Les preuves sont prises comme des preuves médicales d’essais de contrôle randomisés. Si l’on prend en compte ce type de preuves et que l’on ne tient pas compte de toutes ces études d’observation où l’on demande aux gens ce qu’ils pensent du port d’un masque, si l’on ne tient pas compte de tout cela, il est évident que l’on n’obtiendra pas les bonnes preuves si l’on exclut tout ce qui est comportemental ou social.

N’est-il pas temps de faire demi-tour sans avoir honte ?
Le week-end dernier, Alphaville a écrit une colonne pour le magazine FT, dans laquelle il soutient que le revirement politique devrait être déstigmatisé. Alors que dans notre vie personnelle et professionnelle, nous encourageons activement les gens à changer d’avis dès que de nouvelles informations sont disponibles (« Quand les faits changent, je change d’avis. Que faites-vous, monsieur ? »), en politique, nous (c’est-à-dire principalement les médias) réprimandons constamment les gens qui le font.

Nous voyons maintenant le problème des demi-tours honteux se jouer : une partie de la réticence du gouvernement à prendre une ligne claire sur cette question maintenant, il nous semble, est parce qu’il a déjà été accusé d’innombrables demi-tours pendant la pandémie, et ne veut pas être vu en train d’en effectuer un autre.

Une telle attitude comporterait certainement peu de risques politiques. Comme nous l’avons déjà mentionné, l’opposition ne porte même pas de masque à la Joe Biden, de sorte que le gouvernement ne donnerait pas un point au parti travailliste. Et si les médias sont obsédés par le retournement de situation, il n’y a guère de preuves que le public s’en soucie.

Voici le professeur Mills, encore une fois :

Si vous continuez à changer vos conseils ou à dire qu’il n’y a pas de preuves et que tout d’un coup vous dites qu’il y a des preuves, cela érode la confiance du public. Mais si vous dites, comme l’a fait l’OMS, que les preuves ont changé, que nous avions tort et que nous disons maintenant ceci, alors le public dit : D’accord, vous êtes donc transparent.

Un encadrement moral encouragerait le port de masques
Bien sûr, comme pour tout ce qui concerne ce virus, il s’agit aussi d’économie, et le gouvernement pourrait le signaler s’il estime que cela pourrait convaincre une partie de sa base d’électeurs. Fin juin, Goldman Sachs a estimé qu’aux États-Unis, « un mandat national pour les masques faciaux pourrait potentiellement se substituer à de nouveaux blocages qui, autrement, soustraireaient près de 5 % du PIB ».

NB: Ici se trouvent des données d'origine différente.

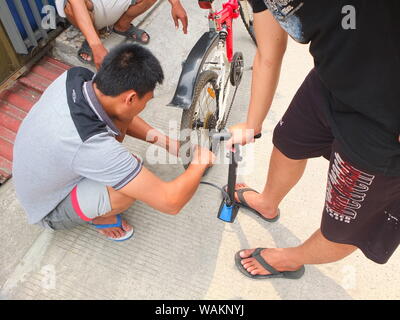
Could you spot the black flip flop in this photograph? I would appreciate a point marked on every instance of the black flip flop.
(245, 205)
(274, 273)
(85, 48)
(138, 33)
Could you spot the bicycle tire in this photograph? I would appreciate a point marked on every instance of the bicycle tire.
(246, 13)
(204, 79)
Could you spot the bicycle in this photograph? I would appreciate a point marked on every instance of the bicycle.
(209, 74)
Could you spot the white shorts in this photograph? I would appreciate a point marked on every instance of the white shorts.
(106, 12)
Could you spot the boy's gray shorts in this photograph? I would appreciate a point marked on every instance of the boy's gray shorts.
(88, 200)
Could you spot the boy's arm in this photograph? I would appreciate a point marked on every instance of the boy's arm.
(86, 26)
(169, 197)
(271, 46)
(140, 129)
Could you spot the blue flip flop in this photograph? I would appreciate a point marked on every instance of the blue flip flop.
(118, 224)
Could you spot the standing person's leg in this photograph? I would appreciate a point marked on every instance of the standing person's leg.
(301, 134)
(90, 201)
(124, 27)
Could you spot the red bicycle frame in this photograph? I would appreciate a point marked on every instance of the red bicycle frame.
(223, 20)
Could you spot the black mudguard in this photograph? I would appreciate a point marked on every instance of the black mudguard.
(183, 96)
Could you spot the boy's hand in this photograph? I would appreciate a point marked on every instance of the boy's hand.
(203, 156)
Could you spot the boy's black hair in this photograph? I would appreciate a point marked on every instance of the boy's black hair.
(129, 67)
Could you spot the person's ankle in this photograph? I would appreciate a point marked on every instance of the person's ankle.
(282, 260)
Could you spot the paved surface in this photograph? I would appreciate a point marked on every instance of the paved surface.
(189, 256)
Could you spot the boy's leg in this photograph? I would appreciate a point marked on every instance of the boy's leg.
(93, 202)
(72, 19)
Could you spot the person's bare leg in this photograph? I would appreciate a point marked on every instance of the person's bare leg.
(283, 175)
(119, 204)
(134, 11)
(316, 250)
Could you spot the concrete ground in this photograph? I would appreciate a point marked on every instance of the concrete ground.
(189, 256)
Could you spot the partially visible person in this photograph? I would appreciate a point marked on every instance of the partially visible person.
(70, 167)
(90, 16)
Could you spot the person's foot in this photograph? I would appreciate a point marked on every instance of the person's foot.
(112, 232)
(274, 257)
(133, 33)
(255, 201)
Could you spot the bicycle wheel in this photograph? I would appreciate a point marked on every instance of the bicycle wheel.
(201, 117)
(246, 13)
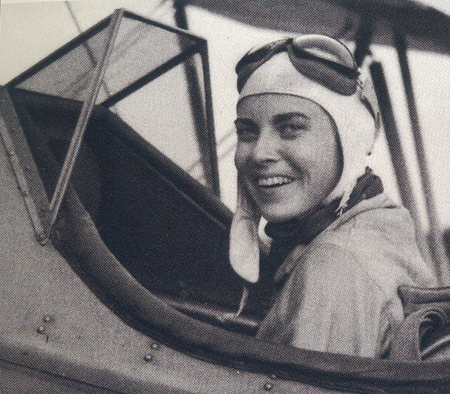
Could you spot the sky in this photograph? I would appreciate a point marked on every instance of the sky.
(30, 31)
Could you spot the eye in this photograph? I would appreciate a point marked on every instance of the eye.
(247, 133)
(290, 130)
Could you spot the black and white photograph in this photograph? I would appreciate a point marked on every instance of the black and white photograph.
(225, 196)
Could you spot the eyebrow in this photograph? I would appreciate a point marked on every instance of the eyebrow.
(288, 116)
(244, 121)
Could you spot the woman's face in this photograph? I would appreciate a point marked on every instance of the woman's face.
(288, 154)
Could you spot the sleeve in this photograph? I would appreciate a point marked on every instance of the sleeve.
(331, 304)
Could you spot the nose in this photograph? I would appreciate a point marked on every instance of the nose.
(267, 147)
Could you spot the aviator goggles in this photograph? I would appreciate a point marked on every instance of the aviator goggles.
(320, 58)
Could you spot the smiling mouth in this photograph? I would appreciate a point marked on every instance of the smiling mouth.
(274, 181)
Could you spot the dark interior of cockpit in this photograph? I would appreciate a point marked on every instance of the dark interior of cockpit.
(168, 230)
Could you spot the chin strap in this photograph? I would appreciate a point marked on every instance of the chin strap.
(244, 239)
(243, 302)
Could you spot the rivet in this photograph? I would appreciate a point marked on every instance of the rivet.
(148, 358)
(42, 238)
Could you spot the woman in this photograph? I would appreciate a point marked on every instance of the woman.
(341, 247)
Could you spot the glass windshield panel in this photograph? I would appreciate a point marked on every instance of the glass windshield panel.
(69, 76)
(161, 113)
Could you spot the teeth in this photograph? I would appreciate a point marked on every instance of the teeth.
(275, 180)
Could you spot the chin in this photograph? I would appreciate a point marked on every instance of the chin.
(273, 216)
(283, 213)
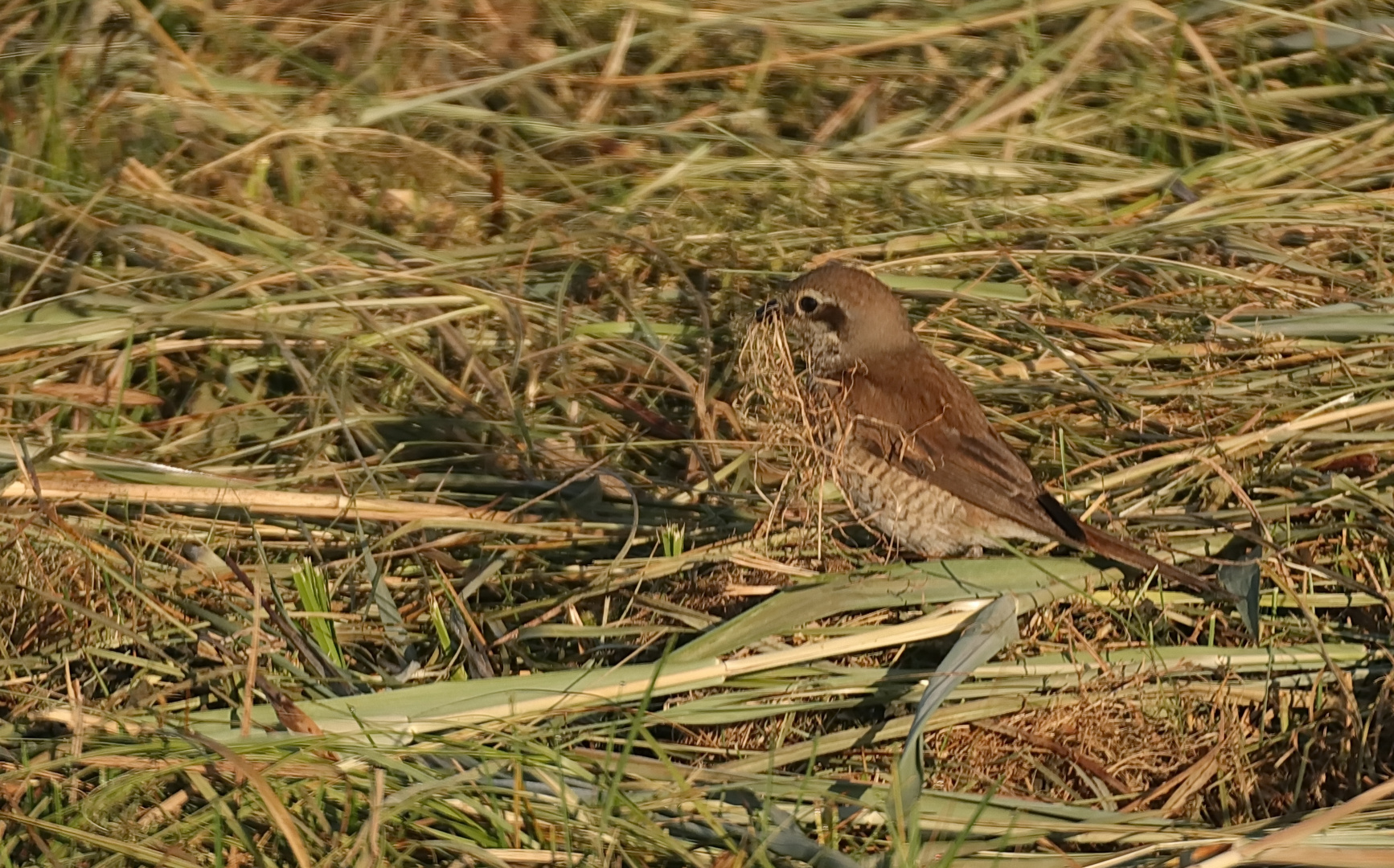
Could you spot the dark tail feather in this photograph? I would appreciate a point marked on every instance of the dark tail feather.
(1110, 547)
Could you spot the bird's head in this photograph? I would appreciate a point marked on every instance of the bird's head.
(841, 317)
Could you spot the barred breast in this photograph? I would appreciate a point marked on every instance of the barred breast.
(917, 514)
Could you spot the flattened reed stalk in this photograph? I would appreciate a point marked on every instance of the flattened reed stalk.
(449, 300)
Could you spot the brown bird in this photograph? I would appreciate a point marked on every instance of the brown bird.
(912, 448)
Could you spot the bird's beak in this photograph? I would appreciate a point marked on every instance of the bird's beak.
(771, 309)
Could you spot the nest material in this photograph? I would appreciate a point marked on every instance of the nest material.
(788, 420)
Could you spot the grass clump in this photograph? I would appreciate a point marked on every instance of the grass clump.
(378, 482)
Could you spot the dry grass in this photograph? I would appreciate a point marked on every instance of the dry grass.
(445, 300)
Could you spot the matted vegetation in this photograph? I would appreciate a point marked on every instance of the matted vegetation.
(379, 486)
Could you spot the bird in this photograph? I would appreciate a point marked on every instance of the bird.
(911, 444)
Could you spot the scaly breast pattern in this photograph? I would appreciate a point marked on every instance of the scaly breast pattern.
(916, 514)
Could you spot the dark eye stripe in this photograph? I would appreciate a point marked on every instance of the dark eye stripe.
(831, 315)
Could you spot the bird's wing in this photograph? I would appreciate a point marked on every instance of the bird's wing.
(913, 411)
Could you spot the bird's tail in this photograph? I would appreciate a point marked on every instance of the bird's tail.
(1110, 547)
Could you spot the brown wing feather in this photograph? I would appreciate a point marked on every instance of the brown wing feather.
(915, 412)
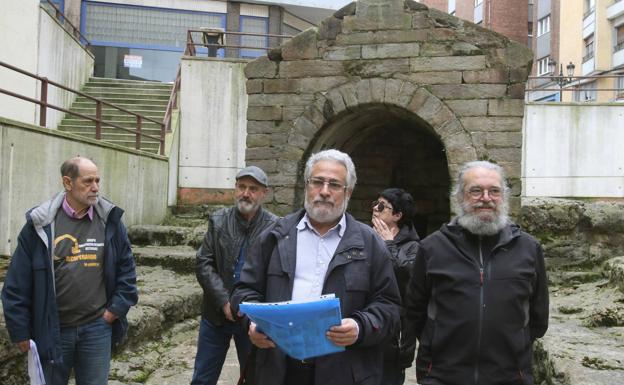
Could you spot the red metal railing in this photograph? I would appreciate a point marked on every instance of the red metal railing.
(74, 30)
(99, 103)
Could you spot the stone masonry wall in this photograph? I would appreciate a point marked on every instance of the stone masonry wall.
(463, 82)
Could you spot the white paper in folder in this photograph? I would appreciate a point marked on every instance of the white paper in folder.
(35, 372)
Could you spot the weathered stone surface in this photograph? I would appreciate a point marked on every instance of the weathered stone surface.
(492, 123)
(377, 67)
(258, 140)
(425, 78)
(504, 139)
(158, 235)
(490, 75)
(310, 68)
(469, 91)
(351, 52)
(390, 50)
(468, 107)
(302, 46)
(253, 86)
(264, 113)
(453, 63)
(506, 107)
(262, 67)
(382, 37)
(279, 86)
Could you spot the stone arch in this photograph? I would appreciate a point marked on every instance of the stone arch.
(462, 84)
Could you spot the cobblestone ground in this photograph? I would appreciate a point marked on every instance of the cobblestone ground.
(170, 361)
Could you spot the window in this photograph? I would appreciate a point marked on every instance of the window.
(253, 24)
(542, 66)
(619, 38)
(619, 84)
(586, 92)
(588, 51)
(543, 25)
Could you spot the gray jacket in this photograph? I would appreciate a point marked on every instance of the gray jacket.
(360, 274)
(217, 256)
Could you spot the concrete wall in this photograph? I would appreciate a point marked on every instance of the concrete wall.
(212, 125)
(30, 158)
(573, 150)
(36, 42)
(19, 21)
(61, 59)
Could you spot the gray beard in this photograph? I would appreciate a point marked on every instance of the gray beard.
(323, 215)
(479, 226)
(246, 208)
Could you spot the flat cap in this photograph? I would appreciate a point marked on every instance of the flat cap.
(256, 173)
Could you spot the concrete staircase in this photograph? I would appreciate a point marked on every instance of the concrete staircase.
(142, 97)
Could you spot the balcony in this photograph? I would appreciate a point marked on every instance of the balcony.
(618, 54)
(615, 10)
(589, 23)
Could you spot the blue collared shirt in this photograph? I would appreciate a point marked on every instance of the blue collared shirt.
(314, 252)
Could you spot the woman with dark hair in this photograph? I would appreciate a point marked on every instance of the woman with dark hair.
(392, 220)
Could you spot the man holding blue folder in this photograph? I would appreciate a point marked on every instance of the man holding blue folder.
(323, 250)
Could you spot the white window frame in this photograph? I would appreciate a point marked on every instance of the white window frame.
(543, 25)
(542, 66)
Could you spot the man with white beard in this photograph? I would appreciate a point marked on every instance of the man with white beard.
(220, 259)
(323, 250)
(478, 296)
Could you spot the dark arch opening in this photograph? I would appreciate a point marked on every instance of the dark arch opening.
(391, 147)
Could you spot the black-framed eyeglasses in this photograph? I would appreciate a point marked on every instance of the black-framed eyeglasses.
(319, 183)
(478, 192)
(379, 206)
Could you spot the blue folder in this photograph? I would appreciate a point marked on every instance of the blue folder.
(298, 328)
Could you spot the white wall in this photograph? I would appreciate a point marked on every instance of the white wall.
(573, 150)
(19, 21)
(30, 159)
(213, 120)
(63, 60)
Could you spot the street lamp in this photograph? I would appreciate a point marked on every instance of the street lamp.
(560, 79)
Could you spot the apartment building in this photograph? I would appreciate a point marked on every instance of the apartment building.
(145, 39)
(511, 18)
(581, 38)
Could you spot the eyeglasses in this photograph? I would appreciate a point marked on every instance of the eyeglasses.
(318, 183)
(379, 206)
(478, 192)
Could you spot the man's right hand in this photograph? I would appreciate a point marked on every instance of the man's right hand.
(227, 311)
(24, 346)
(259, 339)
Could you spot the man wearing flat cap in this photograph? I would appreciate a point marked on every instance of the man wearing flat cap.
(219, 262)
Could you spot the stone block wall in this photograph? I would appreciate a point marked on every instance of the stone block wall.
(440, 77)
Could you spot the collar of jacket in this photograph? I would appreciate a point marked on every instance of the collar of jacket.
(406, 233)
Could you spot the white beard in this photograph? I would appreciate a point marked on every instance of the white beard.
(483, 224)
(323, 213)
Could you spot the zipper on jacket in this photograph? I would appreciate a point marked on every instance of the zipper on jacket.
(481, 305)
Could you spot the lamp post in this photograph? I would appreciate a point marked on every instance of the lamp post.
(560, 79)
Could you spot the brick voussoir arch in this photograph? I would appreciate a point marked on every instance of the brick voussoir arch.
(405, 94)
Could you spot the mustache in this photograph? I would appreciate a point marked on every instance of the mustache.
(480, 205)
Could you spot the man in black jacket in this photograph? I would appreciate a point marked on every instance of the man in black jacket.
(478, 295)
(322, 250)
(219, 262)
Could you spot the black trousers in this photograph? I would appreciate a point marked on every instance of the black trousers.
(299, 372)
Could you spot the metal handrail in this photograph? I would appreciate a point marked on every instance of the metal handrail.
(75, 30)
(44, 105)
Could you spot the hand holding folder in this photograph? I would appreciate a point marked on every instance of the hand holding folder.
(298, 328)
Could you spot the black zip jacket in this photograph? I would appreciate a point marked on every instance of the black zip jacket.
(399, 351)
(217, 256)
(477, 304)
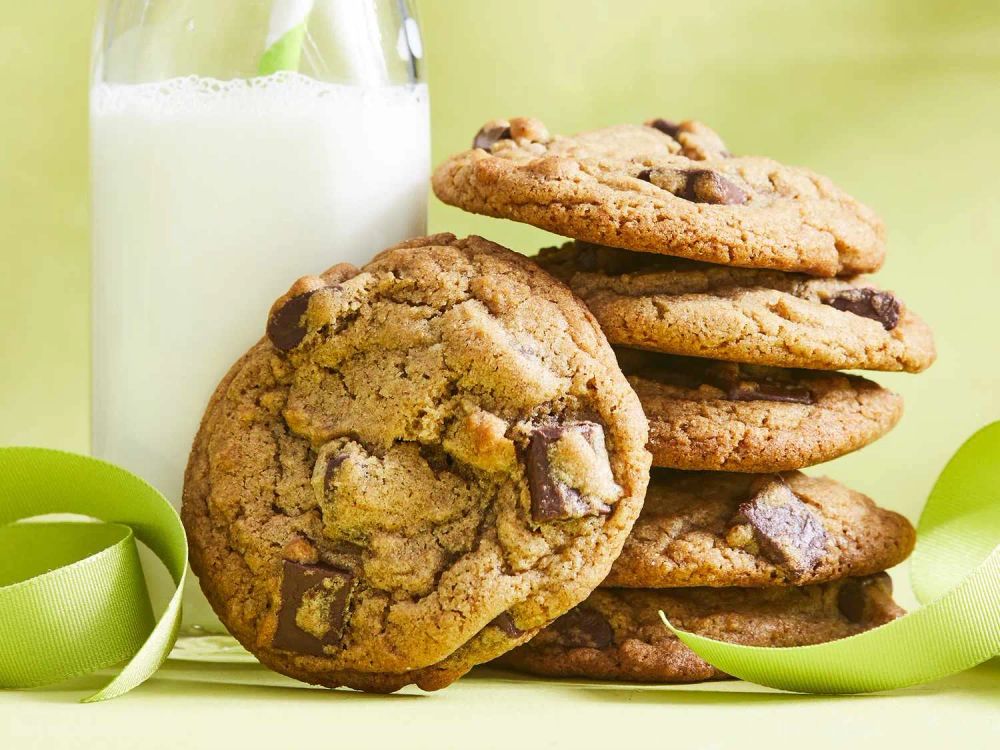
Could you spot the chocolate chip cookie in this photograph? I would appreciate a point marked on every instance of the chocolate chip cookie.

Ce qui pourrait être plus puissant, cependant, serait de recadrer le port du masque comme un acte altruiste.

Curieusement, bien que les preuves que le port d’un masque protège les autres soient plus solides que celles qui soutiennent l’idée qu’il protège le porteur, le public britannique est plus susceptible de considérer la mesure comme « trop prudente » par rapport à d’autres pays.

 

Une grande partie de la raison pour laquelle la Grande-Bretagne s’est enfermée si docilement au début était certainement l’efficacité – si l’on ose dire – du message initial du gouvernement : « STAY HOME > PROTECT THE NHS > SAVE LIVES ». Dans ce slogan, rien ne consistait à prendre soin de soi ; il s’agissait d’aider les autres. À tel point, en fait, que faire autrement est devenu un tabou sociétal.

C’est ce qui s’est passé avec les masques ailleurs : lors d’une conversation le mois dernier avec un ami à New York, on nous a demandé si nous portions un masque en marchant et en parlant. Non, nous avons répondu que non – il y avait très peu de gens autour et nous étions seuls, à l’extérieur, alors pourquoi le ferions-nous ? « Oh, je ne sortirais pas de chez moi sans masque », a-t-elle dit. « Les gens me tireraient dessus si je le faisais. »

Le fait que le chef du parti travailliste ne juge pas opportun, d’un point de vue politique, de porter un masque lorsqu’il se fait prendre en photo avec d’autres personnes dans un espace public indique clairement que le fait de ne pas porter de masque n’est pas encore devenu un tabou en Grande-Bretagne. Si nous voulons qu’il se généralise, nous devons en faire un tabou.

Nous devrions probablement aussi en tenir compte, comme l’a dit le professeur Mills :

Sur le plan international, les gens se demandent pourquoi cette question est encore débattue ici. Il (le Royaume-Uni) devient un peu gênant pour la communauté scientifique.